Pride Fest 2009 Colorado Springs

Colorado Springs PrideFest Parade for 2009; the 40th anniversary of the StoneWall raid.


The Stonewall "riots" were a series of spontaneous demonstrations against a police raid that took place in the early morning hours of June 28, 1969, at the Stonewall Inn, in Greenwich Village, New York.

They are frequently cited as the first instance in American history when people in the homosexual community fought back against a government-sponsored system that persecuted sexual minorities, and they have become the defining event that marked the start of the gay rights movement in the United States and around the world.

At 1:20 in the morning on Saturday, June 28, 1969, four plainclothes cops, two in uniform, and Detective Charles Smythe and Deputy Inspector Seymour Pine arrived at the Stonewall Inn's double doors and announced "Police! We're taking the place!"

4 undercover cops had entered the bar earlier that evening to gather visual evidence, as the Public Morals Squad waited outside for the signal. Once inside, they called for backup from the Sixth Precinct using the bar's pay telephone. The music was turned off and the main lights were turned on. Approximately 200 people were in the bar that night. Patrons who had never experienced a police raid were confused, but a few who realized what was happening began to run for doors and windows in the bathrooms. Police barred the doors, and confusion spread.

The raid did not go as planned. Standard procedure was to line up the patrons, check their IDs, and have female police officers take customers dressed as women to the bathroom to verify their sex, upon which any men dressed as women would be arrested. Those dressed as women that night refused to go with the cops. Men in line began to refuse to produce their IDs. The police decided to take everyone to the police station, and separated the transvestites in a room in the back of the bar. 

Both patrons and police recalled that a sense of discomfort spread very quickly, spurred by police who began to "bully" some of the lesbians by "feeling some of them up inappropriately" while frisking them.

Within minutes, between 100 and 150 people had congregated outside, some after they were released from inside the Stonewall, and some after noticing the police cars and the crowd. Although the police forcefully pushed or kicked some patrons out of the bar, some customers released by the police performed for the crowd by posing and saluting the police in an exaggerated fashion.

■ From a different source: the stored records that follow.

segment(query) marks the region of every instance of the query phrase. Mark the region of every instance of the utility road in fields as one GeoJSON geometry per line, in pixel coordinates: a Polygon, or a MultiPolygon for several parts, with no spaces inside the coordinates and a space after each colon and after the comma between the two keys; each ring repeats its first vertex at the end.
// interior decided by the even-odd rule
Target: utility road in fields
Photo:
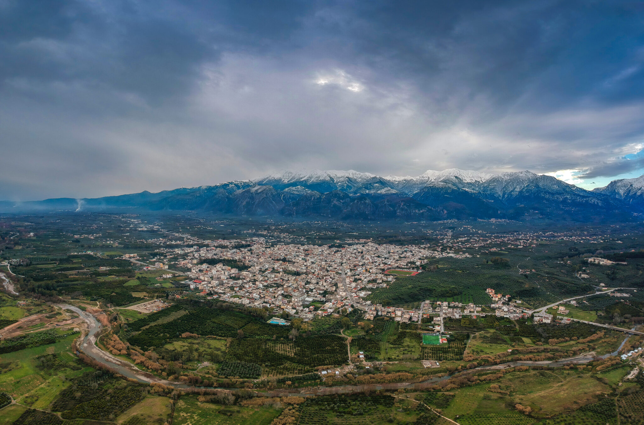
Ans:
{"type": "Polygon", "coordinates": [[[531,314],[533,313],[536,313],[536,312],[540,312],[540,311],[542,312],[545,312],[546,310],[547,310],[548,309],[549,309],[551,307],[554,307],[555,305],[558,305],[559,304],[565,303],[565,302],[568,302],[568,301],[572,301],[573,300],[578,300],[579,298],[585,298],[587,296],[592,296],[593,295],[601,295],[602,294],[609,294],[609,293],[612,292],[613,291],[615,291],[616,289],[637,289],[637,288],[611,288],[610,289],[608,289],[607,291],[599,291],[598,292],[596,292],[594,294],[587,294],[585,295],[580,295],[579,296],[573,296],[571,298],[566,298],[565,300],[562,300],[561,301],[558,301],[556,303],[553,303],[552,304],[549,304],[548,305],[546,305],[545,307],[540,307],[538,309],[535,309],[534,310],[528,310],[527,311],[528,314],[531,314]]]}

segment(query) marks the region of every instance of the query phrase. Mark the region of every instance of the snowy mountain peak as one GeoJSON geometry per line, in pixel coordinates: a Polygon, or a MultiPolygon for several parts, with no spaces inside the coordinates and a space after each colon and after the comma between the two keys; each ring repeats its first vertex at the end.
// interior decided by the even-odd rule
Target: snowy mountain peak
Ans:
{"type": "Polygon", "coordinates": [[[371,173],[361,173],[355,170],[344,171],[341,170],[300,170],[298,171],[282,170],[254,180],[255,183],[278,181],[290,183],[296,181],[314,183],[318,181],[333,181],[347,178],[358,181],[365,181],[377,177],[371,173]]]}
{"type": "Polygon", "coordinates": [[[485,181],[492,177],[493,174],[473,171],[472,170],[459,170],[459,168],[448,168],[442,171],[428,170],[419,177],[426,177],[431,181],[440,181],[450,177],[458,177],[465,183],[485,181]]]}

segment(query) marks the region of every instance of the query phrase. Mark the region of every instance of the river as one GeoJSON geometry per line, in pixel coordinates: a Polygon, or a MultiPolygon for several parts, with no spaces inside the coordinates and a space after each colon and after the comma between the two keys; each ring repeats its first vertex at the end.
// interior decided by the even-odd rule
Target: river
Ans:
{"type": "Polygon", "coordinates": [[[15,288],[14,287],[14,282],[10,280],[5,273],[0,273],[0,279],[2,279],[2,283],[5,285],[5,289],[12,294],[18,294],[18,293],[15,292],[15,288]]]}
{"type": "MultiPolygon", "coordinates": [[[[181,389],[194,388],[230,390],[232,391],[238,390],[238,389],[236,388],[216,388],[216,387],[194,386],[187,384],[173,382],[166,379],[161,379],[156,377],[152,374],[140,370],[131,363],[116,357],[109,353],[103,351],[96,346],[96,341],[99,336],[99,334],[100,331],[102,329],[102,326],[93,316],[73,305],[70,305],[68,304],[59,304],[58,306],[61,308],[73,311],[87,323],[88,326],[89,327],[89,330],[87,334],[83,337],[82,341],[80,345],[80,349],[82,350],[86,356],[91,357],[96,361],[98,361],[106,367],[112,370],[115,370],[126,377],[133,378],[142,383],[149,384],[152,383],[156,383],[181,389]]],[[[627,339],[628,338],[626,339],[627,339]]],[[[625,342],[626,339],[622,342],[620,348],[621,348],[625,342]]],[[[607,357],[611,355],[614,354],[613,353],[609,353],[607,355],[607,357]]],[[[594,356],[584,355],[562,359],[556,361],[509,361],[498,365],[479,366],[478,367],[475,368],[474,370],[504,369],[515,366],[547,366],[548,367],[559,367],[565,365],[569,365],[571,363],[587,363],[592,361],[594,358],[595,358],[594,356]]],[[[458,374],[461,373],[463,372],[458,372],[458,374]]],[[[422,390],[427,388],[437,382],[449,379],[453,375],[446,375],[445,376],[430,378],[429,379],[417,383],[403,382],[386,384],[369,384],[365,385],[338,385],[336,386],[307,387],[301,389],[293,389],[290,391],[276,390],[274,392],[258,392],[257,394],[258,395],[267,397],[285,397],[289,395],[292,395],[294,393],[323,395],[326,394],[355,393],[370,390],[377,391],[378,390],[397,390],[398,388],[422,390]]]]}

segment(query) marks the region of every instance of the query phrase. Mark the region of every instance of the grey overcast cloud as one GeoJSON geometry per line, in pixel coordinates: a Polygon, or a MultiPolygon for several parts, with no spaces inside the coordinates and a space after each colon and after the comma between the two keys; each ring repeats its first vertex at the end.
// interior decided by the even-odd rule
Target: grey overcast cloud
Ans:
{"type": "Polygon", "coordinates": [[[644,168],[641,1],[0,0],[0,199],[644,168]]]}

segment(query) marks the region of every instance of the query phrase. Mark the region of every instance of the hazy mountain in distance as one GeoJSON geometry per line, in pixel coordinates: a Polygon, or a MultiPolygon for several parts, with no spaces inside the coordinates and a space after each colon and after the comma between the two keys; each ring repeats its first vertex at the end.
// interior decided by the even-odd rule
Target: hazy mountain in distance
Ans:
{"type": "Polygon", "coordinates": [[[592,221],[642,212],[644,176],[589,191],[529,171],[490,174],[452,168],[417,177],[381,177],[354,170],[313,170],[155,194],[0,203],[5,212],[128,208],[341,219],[592,221]]]}

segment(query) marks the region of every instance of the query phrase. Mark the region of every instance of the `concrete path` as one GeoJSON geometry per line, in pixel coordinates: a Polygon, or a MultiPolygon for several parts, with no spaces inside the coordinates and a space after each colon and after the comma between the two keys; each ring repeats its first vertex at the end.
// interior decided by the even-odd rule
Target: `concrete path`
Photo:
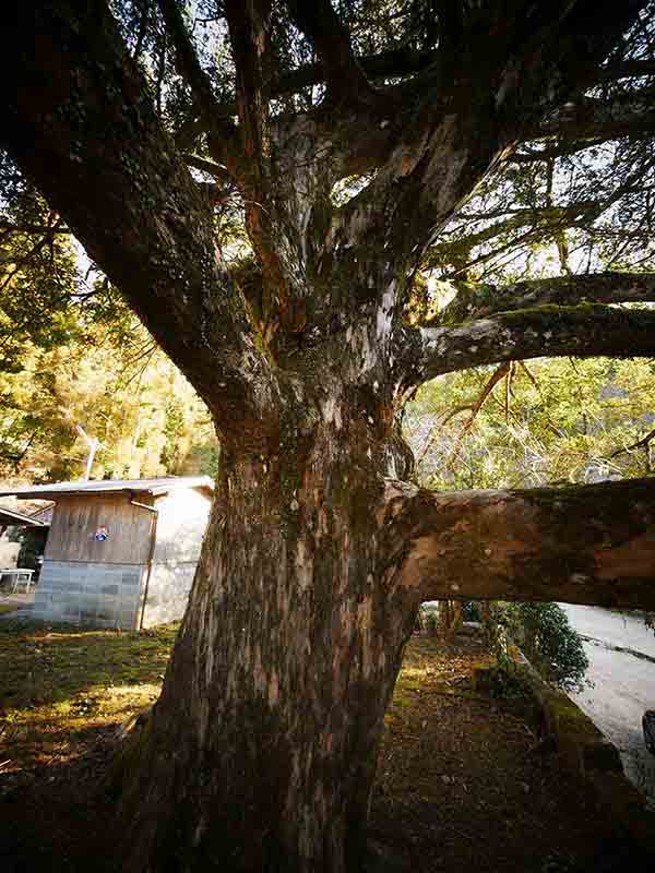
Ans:
{"type": "Polygon", "coordinates": [[[645,709],[655,709],[655,634],[643,619],[561,603],[584,637],[594,687],[571,695],[618,748],[626,775],[655,809],[655,755],[646,751],[645,709]]]}

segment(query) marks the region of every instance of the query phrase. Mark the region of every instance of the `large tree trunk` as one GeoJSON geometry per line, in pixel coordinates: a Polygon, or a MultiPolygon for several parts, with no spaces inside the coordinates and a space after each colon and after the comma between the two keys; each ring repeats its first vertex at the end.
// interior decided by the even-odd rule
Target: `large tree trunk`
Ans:
{"type": "Polygon", "coordinates": [[[123,799],[127,870],[360,869],[417,601],[377,560],[381,479],[364,428],[355,419],[340,432],[342,414],[327,408],[332,421],[296,455],[222,459],[189,609],[123,799]]]}

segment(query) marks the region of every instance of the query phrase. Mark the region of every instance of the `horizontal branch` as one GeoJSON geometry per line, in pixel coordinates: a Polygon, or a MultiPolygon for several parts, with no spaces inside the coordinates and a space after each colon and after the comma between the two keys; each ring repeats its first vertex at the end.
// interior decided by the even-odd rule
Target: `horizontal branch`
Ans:
{"type": "Polygon", "coordinates": [[[438,314],[442,324],[546,304],[655,302],[655,273],[588,273],[516,282],[493,288],[463,287],[438,314]]]}
{"type": "Polygon", "coordinates": [[[418,600],[560,600],[655,609],[655,479],[526,491],[389,482],[395,581],[418,600]]]}
{"type": "Polygon", "coordinates": [[[394,351],[407,386],[469,367],[563,355],[655,357],[655,312],[595,303],[520,309],[454,327],[405,327],[394,351]]]}

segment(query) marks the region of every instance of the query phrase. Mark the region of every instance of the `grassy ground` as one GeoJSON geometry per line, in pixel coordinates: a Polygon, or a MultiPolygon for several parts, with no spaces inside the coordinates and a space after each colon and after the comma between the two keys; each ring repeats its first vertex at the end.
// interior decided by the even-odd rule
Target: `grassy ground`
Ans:
{"type": "MultiPolygon", "coordinates": [[[[103,779],[117,728],[158,694],[176,630],[0,622],[2,873],[117,869],[103,779]]],[[[473,689],[488,660],[475,639],[408,645],[372,806],[383,857],[416,873],[621,869],[629,847],[544,753],[520,705],[473,689]]]]}
{"type": "Polygon", "coordinates": [[[57,631],[0,624],[0,791],[68,762],[159,694],[177,625],[57,631]]]}

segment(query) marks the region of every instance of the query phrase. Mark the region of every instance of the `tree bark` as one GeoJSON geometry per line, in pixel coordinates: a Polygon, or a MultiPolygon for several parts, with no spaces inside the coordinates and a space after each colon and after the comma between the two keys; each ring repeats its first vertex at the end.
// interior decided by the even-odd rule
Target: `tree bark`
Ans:
{"type": "Polygon", "coordinates": [[[321,3],[327,31],[300,21],[332,99],[273,119],[269,3],[230,2],[235,127],[214,118],[179,9],[162,0],[207,151],[243,198],[252,294],[106,3],[8,13],[3,143],[189,376],[225,447],[162,697],[123,758],[128,873],[360,870],[383,715],[421,599],[653,603],[648,483],[616,536],[610,504],[598,515],[581,500],[569,541],[562,498],[385,492],[382,479],[406,475],[395,417],[432,375],[522,354],[653,354],[652,313],[403,322],[440,228],[522,132],[590,84],[643,4],[469,3],[439,70],[373,98],[321,3]],[[373,171],[332,203],[345,176],[373,171]]]}
{"type": "Polygon", "coordinates": [[[421,600],[655,607],[652,479],[433,492],[389,482],[390,566],[421,600]]]}
{"type": "Polygon", "coordinates": [[[380,562],[374,444],[361,451],[356,417],[349,433],[326,419],[295,455],[222,457],[189,609],[128,773],[127,871],[359,869],[418,599],[380,562]]]}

A scuffle broke out when a woman in handcuffs was escorted from the door of the bar to the waiting police wagon several times. She escaped repeatedly for 10 minutes. 

She had been hit on the head by a cop with a billy club for, as witnesses claimed, complaining that her handcuffs were too tight.

Bystanders recalled that the woman sparked the crowd when she shouted, "Why don't you guys do something?"

The cops tried to restrain some of the crowd, and knocked a few people down, which incited bystanders even more. Some of those handcuffed in the wagon escaped when police left them unattended (deliberately, according to some witnesses).

The crowd started impromptu kick lines, and sang to the tune of The Howdy Doody Show theme song: "We are the Stonewall girls/ We wear our hair in curls/ We don't wear underwear/ We show our pubic hairs".

The next night thousands gathered in front of the Stonewall. Within six months, activists started a city-wide newspaper called "Gay"  because the most liberal publication in the city—The Village Voice—refused to print the word "gay" in GLF advertisements. Two other newspapers were initiated within a six-week period: Come Out! and Gay Power; the readership of these three periodicals quickly climbed to between 20,000 and 25,000.